Southern Pacific finally urges that Commodity should be held liable as consignor because it did not execute the nonrecourse clause in the bills of lading. The execution of such a clause is to prevent the carrier from delivering a shipment to the consignee without first collecting the freight, and if the carrier nonetheless makes delivery without receiving payment there is no recourse against the consignor. See Illinois Steel Company v. Baltimore & Ohio R. Co., 1944, 320 U.S. 508, 64 S.Ct. 322, 88 L.Ed. 259. Here, however, Commodity prepaid the freight to El Paso, the place of destination, and there was nothing for a consignee to refuse to pay. Commodity did not know of a shipment beyond El Paso, gave no order for such a shipment, and received no notice that such a shipment was to be or had been made. Commodity had no liability beyond El Paso under its contractual undertaking in the bills of lading. There is no claim by any railroad for any charges incurred between the original shipping points and El Paso. The non-execution of the nonrecourse clause cannot be used to hold Commodity liable for charges accrued beyond the destination named in the bills of lading.
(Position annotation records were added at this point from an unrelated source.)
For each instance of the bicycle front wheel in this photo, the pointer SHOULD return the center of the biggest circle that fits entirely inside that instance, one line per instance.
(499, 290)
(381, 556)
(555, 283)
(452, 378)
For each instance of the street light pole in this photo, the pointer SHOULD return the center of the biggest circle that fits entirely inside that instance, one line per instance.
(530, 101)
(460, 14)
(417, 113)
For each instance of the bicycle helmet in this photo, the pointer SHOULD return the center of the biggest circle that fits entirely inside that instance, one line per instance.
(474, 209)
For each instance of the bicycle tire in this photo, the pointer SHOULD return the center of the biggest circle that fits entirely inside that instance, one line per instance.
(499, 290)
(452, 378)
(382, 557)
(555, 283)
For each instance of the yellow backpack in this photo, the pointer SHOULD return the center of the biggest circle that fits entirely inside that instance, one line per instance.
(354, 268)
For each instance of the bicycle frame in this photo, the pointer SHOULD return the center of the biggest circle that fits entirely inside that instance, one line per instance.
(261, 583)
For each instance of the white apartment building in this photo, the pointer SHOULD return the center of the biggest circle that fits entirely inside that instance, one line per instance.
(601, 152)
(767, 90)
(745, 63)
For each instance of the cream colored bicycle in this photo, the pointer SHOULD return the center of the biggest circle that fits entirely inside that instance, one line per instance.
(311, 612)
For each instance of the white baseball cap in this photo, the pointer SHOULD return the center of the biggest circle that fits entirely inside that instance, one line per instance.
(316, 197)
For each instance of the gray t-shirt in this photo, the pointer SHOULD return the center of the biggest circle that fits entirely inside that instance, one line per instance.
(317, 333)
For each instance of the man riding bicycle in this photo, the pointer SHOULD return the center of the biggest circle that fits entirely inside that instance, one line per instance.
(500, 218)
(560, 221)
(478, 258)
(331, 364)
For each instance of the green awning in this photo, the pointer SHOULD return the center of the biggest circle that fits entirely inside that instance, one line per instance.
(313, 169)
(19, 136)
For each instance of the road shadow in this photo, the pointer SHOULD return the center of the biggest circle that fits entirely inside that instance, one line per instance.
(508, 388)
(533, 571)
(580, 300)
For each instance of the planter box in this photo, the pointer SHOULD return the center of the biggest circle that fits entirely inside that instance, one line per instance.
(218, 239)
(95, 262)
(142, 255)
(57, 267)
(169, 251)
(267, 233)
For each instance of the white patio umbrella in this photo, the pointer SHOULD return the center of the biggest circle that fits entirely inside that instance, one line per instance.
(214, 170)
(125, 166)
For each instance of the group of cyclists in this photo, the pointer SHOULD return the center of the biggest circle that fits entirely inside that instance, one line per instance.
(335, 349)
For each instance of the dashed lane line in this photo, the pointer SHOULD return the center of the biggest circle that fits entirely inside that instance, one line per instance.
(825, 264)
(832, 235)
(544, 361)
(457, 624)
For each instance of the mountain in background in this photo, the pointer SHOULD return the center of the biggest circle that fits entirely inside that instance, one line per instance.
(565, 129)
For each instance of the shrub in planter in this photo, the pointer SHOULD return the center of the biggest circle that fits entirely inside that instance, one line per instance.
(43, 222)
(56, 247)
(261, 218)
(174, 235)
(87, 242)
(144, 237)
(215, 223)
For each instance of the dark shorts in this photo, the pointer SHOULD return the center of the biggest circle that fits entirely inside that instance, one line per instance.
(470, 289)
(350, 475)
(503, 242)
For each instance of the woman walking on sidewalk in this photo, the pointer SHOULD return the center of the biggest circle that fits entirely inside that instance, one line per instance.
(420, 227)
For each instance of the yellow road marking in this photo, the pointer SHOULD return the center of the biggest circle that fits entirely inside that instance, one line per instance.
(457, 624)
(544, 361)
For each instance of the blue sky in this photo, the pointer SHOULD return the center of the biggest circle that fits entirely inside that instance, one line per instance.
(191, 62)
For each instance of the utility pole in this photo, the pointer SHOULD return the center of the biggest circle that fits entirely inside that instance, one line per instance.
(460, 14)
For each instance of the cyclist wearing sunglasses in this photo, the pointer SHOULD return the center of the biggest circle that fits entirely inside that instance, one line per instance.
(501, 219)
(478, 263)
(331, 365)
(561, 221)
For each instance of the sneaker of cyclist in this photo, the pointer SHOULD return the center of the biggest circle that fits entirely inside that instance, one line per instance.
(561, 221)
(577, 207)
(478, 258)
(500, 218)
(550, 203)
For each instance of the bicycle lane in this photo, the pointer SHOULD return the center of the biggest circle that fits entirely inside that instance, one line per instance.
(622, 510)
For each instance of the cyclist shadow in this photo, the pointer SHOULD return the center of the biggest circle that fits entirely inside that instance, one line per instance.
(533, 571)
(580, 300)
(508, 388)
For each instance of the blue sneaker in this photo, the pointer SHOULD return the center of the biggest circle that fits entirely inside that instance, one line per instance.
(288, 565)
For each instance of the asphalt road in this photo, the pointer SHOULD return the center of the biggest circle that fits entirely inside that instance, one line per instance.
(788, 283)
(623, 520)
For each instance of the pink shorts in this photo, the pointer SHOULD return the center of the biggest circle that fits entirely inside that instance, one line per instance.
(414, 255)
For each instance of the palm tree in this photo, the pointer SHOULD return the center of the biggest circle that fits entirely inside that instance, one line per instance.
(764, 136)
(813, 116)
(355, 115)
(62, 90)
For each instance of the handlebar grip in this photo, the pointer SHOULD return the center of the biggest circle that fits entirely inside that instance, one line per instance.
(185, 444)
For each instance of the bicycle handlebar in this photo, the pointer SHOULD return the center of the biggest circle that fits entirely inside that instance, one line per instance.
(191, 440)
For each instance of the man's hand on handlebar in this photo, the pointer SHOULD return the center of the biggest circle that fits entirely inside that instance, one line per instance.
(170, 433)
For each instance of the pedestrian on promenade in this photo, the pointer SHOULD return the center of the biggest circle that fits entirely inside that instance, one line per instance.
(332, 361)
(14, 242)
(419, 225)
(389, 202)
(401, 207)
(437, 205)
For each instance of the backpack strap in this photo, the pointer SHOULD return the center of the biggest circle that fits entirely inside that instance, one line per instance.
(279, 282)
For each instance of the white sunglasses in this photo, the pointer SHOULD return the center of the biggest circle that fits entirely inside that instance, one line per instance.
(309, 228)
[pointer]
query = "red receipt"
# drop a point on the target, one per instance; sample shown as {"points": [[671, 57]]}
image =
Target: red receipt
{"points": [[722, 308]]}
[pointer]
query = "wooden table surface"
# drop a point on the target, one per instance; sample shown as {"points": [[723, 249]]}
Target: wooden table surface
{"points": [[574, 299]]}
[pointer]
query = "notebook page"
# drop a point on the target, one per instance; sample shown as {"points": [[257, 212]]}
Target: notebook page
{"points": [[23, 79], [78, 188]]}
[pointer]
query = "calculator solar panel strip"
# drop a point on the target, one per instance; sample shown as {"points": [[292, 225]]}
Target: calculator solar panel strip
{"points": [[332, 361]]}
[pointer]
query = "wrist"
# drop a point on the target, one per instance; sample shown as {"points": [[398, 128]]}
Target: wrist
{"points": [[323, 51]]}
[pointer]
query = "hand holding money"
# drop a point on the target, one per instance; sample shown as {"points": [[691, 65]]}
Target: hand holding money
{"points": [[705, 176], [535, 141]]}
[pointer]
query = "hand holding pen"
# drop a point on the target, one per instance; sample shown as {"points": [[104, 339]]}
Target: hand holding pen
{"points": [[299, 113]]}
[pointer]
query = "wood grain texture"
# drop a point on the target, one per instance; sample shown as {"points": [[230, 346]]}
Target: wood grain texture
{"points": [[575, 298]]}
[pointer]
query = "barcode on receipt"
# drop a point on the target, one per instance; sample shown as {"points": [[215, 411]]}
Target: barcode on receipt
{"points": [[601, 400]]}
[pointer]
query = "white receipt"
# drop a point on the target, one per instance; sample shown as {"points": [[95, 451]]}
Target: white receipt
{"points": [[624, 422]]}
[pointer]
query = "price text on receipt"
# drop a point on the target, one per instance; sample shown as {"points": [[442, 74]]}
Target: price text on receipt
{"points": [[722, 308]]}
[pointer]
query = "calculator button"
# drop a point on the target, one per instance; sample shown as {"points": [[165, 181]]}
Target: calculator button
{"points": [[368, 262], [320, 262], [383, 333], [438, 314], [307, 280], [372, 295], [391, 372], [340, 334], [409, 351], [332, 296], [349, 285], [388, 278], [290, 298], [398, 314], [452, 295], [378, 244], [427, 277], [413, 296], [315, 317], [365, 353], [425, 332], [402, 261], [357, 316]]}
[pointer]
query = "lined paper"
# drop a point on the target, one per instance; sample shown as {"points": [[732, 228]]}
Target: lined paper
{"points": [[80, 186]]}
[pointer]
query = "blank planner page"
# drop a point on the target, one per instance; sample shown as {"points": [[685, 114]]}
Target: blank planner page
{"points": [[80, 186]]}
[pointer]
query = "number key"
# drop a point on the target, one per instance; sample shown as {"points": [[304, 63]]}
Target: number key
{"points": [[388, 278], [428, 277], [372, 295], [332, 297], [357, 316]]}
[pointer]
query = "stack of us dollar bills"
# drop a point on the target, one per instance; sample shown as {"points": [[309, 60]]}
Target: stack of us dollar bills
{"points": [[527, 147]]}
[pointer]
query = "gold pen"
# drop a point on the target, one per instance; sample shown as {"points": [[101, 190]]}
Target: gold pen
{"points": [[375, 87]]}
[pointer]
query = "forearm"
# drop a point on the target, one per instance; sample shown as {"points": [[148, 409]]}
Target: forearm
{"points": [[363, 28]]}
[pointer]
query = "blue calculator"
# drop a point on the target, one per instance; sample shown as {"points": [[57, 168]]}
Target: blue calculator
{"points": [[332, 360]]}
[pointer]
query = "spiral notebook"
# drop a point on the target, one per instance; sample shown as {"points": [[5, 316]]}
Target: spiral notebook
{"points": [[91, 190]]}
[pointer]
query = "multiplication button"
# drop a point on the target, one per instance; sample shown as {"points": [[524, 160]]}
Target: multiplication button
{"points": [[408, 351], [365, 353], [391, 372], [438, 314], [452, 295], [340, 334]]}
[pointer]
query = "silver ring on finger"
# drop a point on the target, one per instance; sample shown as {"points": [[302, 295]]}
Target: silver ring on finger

Since Commodity was not a diverting consignee, it cannot be held liable under the Burchwell rule. Commodity was not a party to the El Paso-California shipment and cannot be held liable for that freight under any rule.
It follows that as to Commodity the judgment must be affirmed, and as to Brown the judgment must be reversed and the cause remanded for a new trial.
Affirmed in part and reversed in part.
Section 3(2) of the Act provides that where a railroad is instructed by the consignor to deliver the property to a consignee other than the consignor himself, such consignee shall not be liable for transportation charges provided he:
'(a) is an agent only and has no beneficial title in the property, and (b) prior to delivery of the property has notified the delivering carrier in writing of the fact of such agency and absence of beneficial title, and, in the case of a shipment reconsigned or diverted to a point other than that specified in the original bill of lading, has also notified the delivering carrier in writing of the name and address of the beneficial owner of the property.'
Section 3(3) of the Act provides that where the consignor is also the consignee and, prior to delivery, notifies the carrier to deliver the property to another party, such consignor is not liable for any charges accruing on the shipment provided he notifies the carrier in writing that the new party is the beneficial owner of the property, and that delivery is to be made to such party only upon payment of all transportation charges.
Except for the description of the cars, the respective destinations of Ysidio and Calexico, and the name of the receiving brokers, the letters were identical. They said, 'This is your authority to divert the following listed cars corn to * * *, via Southern Pacific Ry, consigned to Cia. Agricola de Ensenada, S.A. * * *. We kindly request that all demurrage and freight be advanced on each individual car.'
The nonrecourse clause states:
'Subject to 7 of Conditions, if this shipment is to be delivered to the Consignee without recourse on the consignor, the consignor shall sign the following statement: 'The carrier shall not make delivery of this shipment without payment of freight and all other lawful charges.